The Amazon S3 destination only supports workspaces in the US region. Workspaces outside of the US can’t connect to this destination. If you wish to connect to a different region use Segment’s new AWS S3 destination instead.

Segment infers the region of your bucket when data is copied to it, so you don’t need to specify a bucket region in your configuration. If you’re using VPC Endpoints for your S3 bucket, make sure you configure the endpoint in the same region as your bucket. You can find more information on this in the AWS S3 docs here.

Custom Path Prefix

To use a custom key prefix for the files in your bucket, append the path to the bucket name in the Segment S3 destination configuration UI. For example, a bucket string mytestbucket/path/prefix would result in data copying to /path/prefix/segment-logs/{source-id}/{received-day}/.

How can I download the data from my bucket?

Segment recommends using the AWS CLI and writing a short script to download specific days, one at a time. The AWS CLI is faster than s3cmd because it downloads files in parallel.

S3 transparently decompresses the files for most clients. To access the raw gzipped data you can programmatically download the file using the AWS SDK and setting ResponseContentEncoding: none. This functionality isn’t available in the AWS CLI). You can also manually remove the metadata on the file (Content-Type: text/plain and Content-Encoding: gzip) through the AWS interface, which allows you to download the file as gzipped.

To configure the AWS CLI, see Amazon’s documentation here. For linux systems, run the following command:

$ sudo apt-get install awscli

Then configure AWS CLI with your Access Key ID and Secret Access Key. You can create or find these keys in your Amazon IAM user management console. Then run the following command which will prompt you for the access keys:

$ aws configure

To see a list of the most recent log folders:

$ aws s3 ls s3://{bucket}/segment-logs/{source-id}/ | tail -10

To download the files for a specific day:

$ aws s3 sync s3://{bucket}/segment-logs/{source-id}/{received-day} .

Or to download all files for a source:

$ aws s3 sync s3://{bucket}/segment-logs/{source-id} .

To put the files in a specific folder replace the . at the end (“current directory”) with the desired directory like ~/Downloads/logs.

Engage

As mentioned above, the Amazon S3 destination works differently than other destinations in Segment. As a result, Segment sends all data from a Engage source to S3 during the sync process, not only the connected audiences and traits.
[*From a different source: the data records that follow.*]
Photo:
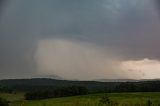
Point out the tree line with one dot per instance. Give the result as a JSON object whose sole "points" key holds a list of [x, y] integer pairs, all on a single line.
{"points": [[57, 92]]}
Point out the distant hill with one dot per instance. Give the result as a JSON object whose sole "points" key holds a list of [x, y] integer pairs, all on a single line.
{"points": [[104, 84]]}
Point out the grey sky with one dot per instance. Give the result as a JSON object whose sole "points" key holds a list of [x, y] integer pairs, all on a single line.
{"points": [[129, 28]]}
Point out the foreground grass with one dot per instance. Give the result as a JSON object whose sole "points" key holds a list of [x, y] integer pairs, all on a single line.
{"points": [[123, 99]]}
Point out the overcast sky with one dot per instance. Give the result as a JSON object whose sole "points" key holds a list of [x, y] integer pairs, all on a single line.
{"points": [[80, 39]]}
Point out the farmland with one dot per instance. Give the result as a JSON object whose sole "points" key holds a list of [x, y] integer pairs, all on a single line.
{"points": [[121, 99]]}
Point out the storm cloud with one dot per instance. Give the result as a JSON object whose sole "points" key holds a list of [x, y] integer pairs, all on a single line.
{"points": [[78, 39]]}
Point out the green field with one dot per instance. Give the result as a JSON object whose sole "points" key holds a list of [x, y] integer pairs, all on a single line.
{"points": [[123, 99]]}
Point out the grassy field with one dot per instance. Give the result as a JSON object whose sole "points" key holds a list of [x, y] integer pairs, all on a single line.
{"points": [[123, 99]]}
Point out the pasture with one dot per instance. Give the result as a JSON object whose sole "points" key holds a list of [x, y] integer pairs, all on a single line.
{"points": [[121, 99]]}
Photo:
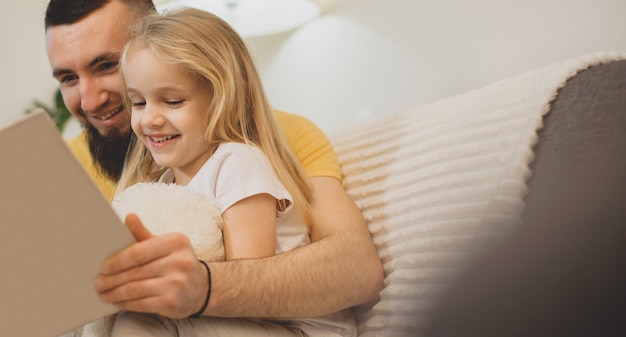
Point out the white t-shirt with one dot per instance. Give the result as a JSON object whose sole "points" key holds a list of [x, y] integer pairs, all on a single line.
{"points": [[237, 171]]}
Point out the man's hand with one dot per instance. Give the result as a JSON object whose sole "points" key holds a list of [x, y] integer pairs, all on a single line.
{"points": [[157, 274]]}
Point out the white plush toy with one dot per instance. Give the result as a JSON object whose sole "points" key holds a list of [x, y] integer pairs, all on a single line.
{"points": [[165, 208]]}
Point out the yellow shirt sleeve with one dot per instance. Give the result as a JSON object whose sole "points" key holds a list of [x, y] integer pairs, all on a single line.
{"points": [[310, 145], [79, 147]]}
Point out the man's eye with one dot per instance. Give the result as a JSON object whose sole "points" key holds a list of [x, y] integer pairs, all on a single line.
{"points": [[108, 65], [68, 79]]}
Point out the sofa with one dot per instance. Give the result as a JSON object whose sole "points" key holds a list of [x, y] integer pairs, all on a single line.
{"points": [[479, 205]]}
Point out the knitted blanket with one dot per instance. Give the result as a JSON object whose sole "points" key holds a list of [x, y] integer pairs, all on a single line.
{"points": [[442, 182]]}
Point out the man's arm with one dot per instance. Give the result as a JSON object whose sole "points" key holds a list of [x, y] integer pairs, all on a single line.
{"points": [[340, 269]]}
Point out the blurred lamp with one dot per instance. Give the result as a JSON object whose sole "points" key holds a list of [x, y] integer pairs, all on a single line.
{"points": [[253, 18]]}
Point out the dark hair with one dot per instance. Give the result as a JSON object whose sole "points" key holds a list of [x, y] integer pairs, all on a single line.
{"points": [[61, 12]]}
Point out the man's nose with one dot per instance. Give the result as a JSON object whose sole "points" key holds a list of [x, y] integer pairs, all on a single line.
{"points": [[92, 94]]}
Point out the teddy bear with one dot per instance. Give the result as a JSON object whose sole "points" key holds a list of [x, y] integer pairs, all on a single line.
{"points": [[165, 208]]}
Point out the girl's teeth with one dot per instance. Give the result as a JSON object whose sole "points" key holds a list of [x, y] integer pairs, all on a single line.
{"points": [[161, 139]]}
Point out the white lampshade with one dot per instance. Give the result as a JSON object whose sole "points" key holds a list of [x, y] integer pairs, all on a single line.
{"points": [[252, 18]]}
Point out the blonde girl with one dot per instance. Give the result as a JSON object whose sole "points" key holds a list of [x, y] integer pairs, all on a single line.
{"points": [[202, 120]]}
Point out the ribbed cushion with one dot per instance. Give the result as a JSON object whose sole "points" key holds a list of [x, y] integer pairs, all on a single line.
{"points": [[440, 183]]}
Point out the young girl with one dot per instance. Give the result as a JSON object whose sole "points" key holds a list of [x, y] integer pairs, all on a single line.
{"points": [[202, 120]]}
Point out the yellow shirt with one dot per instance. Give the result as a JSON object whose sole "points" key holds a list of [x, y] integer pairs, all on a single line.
{"points": [[310, 145]]}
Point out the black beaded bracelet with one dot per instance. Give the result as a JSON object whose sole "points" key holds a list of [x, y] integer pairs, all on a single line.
{"points": [[208, 292]]}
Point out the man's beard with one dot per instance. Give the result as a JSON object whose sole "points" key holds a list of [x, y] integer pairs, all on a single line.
{"points": [[109, 152]]}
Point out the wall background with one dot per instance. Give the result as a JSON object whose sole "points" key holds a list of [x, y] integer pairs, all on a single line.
{"points": [[367, 57]]}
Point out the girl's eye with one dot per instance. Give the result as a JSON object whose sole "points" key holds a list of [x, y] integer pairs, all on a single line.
{"points": [[175, 102]]}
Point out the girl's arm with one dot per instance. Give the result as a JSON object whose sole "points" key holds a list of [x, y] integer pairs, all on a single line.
{"points": [[249, 227]]}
You can send computed traits and audiences generated using Engage to this destination as a user property.

For user-property destinations, Segment sends an identify call to the destination for each user added and removed. The property name is the snake_cased version of the audience name, with a true/false value to indicate membership. For example, when a user first completes an order in the last 30 days, Engage sends an Identify call with the property order_completed_last_30days: true. When the user no longer satisfies this condition (for example, it’s been more than 30 days since their last order), Engage sets that value to false.

When you first create an audience, Engage sends an Identify call for every user in that audience. Later audience syncs send updates for users whose membership has changed since the last sync.